The hour-long programme at 8pm, called Our Next Prime Minister and hosted by Newsnight presenter Emily Maitlis, was watched by 5.7m viewers at its peak with an average viewership of 5.28m.
The figures dwarf those of Channel 4’s rival debate, broadcast two days earlier, which had 1.3m viewers on average, peaking at 1.5m.
The BBC claimed its leadership debate was the “best performing programme of the night across all channels”.
Tory leadership front runner Boris Johnson was present for the BBC show after snubbing scrutiny from Channel 4 on Sunday.
He was joined by the four other remaining candidates: Rory Stewart, Michael Gove, Sajid Javid and Jeremy Hunt.
Former Brexit Secretary Dominic Raab was knocked out of the competition earlier in the day.

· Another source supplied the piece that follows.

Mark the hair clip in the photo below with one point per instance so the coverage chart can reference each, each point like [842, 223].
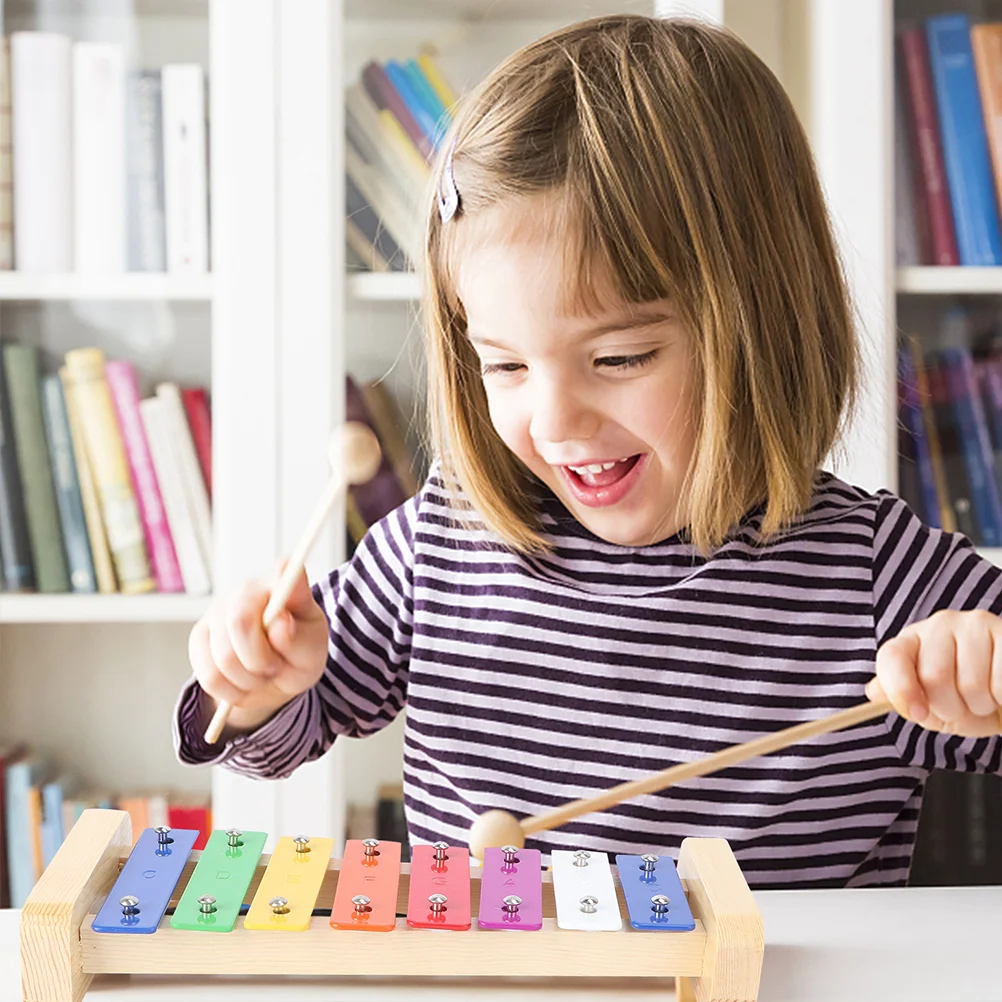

The BBC format saw members of the public question the five would-be Prime Ministers under moderation from Maitlis, including one who it has since been revealed has made “extremely disturbing” comments on social media.
Guido Fawkes revealed that Abdullah Patel had tweeted about politicians “on the Zionist’s payroll” and shared a picture in support of “relocating” Israel to the United States.
A BBC spokesperson said: “We carried out background research into the online and social media profiles of all our questioners for last night’s debate.
“Following the debate, one individual reactivated a public Twitter account he had previously deactivated, whose tweets were not visible during our research period.
“Had we been aware of the views he expressed there he would not have been selected.”
BBC 5 Live presenter Nicky Campbell has since apologised for having Patel on the station’s breakfast show this morning.
He tweeted: “I would like to apologise. We had the Imam from the BBC Tory leadership debate on our programme this morning.
“His social media comments have been extremely disturbing. We should have checked. We didn’t. I’m sorry.”